The thing is this.  I don't know what this year will bring, and I don't even want to pick one little word to try and steer it.  And that's not a criticism at all.  I understand being purposeful and intentional, and if having a word becomes a touchstone to spur a person on, I'm all for that.

It's just not for me, for this year.

I feel as though this blog is changing, because I am changing.  The things that used to be important to me, don't always take center stage anymore.  Things like being right, and having answers, and being able to fix things.

Where I come from, this is a spiritual issue.  Being right is the most important thing.  Having the right answers is a sacred responsibility.  Being the bearer of truth allows you to fix anything...anyone.

But what if I just said, "I don't know anymore.

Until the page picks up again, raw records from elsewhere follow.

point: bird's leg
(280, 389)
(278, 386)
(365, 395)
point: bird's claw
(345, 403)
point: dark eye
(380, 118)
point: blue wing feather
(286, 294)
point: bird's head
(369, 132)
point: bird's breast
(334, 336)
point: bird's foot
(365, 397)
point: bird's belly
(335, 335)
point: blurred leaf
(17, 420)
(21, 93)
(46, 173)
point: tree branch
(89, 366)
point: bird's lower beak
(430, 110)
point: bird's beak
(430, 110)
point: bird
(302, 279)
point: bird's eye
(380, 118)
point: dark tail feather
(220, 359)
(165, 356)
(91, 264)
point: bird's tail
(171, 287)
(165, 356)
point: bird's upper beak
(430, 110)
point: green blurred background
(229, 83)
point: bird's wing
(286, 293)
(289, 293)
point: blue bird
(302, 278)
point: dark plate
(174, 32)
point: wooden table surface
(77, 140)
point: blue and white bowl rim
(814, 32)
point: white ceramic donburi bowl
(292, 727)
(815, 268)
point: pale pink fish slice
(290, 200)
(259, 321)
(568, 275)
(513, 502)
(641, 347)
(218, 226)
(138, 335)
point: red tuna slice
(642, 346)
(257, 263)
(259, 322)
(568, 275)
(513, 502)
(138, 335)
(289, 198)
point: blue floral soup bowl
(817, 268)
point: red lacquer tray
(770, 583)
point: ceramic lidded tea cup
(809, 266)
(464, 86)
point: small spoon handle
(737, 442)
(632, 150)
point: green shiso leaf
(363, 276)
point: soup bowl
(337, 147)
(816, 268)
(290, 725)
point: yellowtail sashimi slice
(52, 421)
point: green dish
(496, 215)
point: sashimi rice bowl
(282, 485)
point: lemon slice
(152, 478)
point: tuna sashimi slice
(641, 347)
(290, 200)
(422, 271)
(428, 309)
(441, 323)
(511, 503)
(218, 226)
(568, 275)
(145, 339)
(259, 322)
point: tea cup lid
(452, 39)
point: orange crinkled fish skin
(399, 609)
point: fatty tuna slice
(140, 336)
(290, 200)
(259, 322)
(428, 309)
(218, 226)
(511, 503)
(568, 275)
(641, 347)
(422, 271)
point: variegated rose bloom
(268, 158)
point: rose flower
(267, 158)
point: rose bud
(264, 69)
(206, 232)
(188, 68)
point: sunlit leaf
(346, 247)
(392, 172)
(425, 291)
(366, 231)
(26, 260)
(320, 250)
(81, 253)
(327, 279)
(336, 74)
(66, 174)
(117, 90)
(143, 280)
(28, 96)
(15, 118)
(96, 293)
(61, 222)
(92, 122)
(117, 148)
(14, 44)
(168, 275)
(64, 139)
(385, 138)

I used to think I had the answer to that question, but now I'm just not sure."  Does that mean I have abandoned my responsibility?

I used to think I could weaken or shake a person's faith with an answer like that.  Like their faith was dependent on something I could do or say.

I used to feel like the things I did and said were so important.  Like people were watching and taking their cues from me.  And if I missed an opportunity to speak up, and insert truth and wisdom into their lives, it would all fall back onto me.

But now I just think of how foolish that was.  How foolish is was to think that I was that important, and how foolish to feel that somehow I would be held responsible for the choices others made.

The thing is this.  All I have left now, is this sense of my heart being outside of myself, in the hands of a trusted few.  And so, when a person comes and places their heart in my hands, I am no longer struck with a sense of self-importance.  I don't want to answer their questions, or show them where they've been going at it all wrong, or fix their problems.  

I'm actually pretty certain, that a good deal of the time, I know absolutely nothing about those things.  But I do know how to listen, and love, and hope, and pray.  And I am terribly aware of what a sacred space I am standing in.

Tuesday, January 1, 2013

New Life Resolutions



This past year, I was cleaning the boys' room, and I found this little book.  I remember when Hippie Boy was given this book.  All these long years it has stood quietly on the shelf.  I sat down on the bed and opened it, and this was the first and only entry.  

It made me think of all the years of my life, when I resolved all sorts of things, at the New Year, and at other seasons.  I no longer make a list, only to promptly forget it, to find it sitting quietly in the dust of future years.  But I will press forward with resolve, and most of all hope. 

The most beautiful thing we have been given is not a book full of blank pages, or a calendar of clean white spaces to fill.  It is newness of life, lives that can be made and remade, written and rewritten.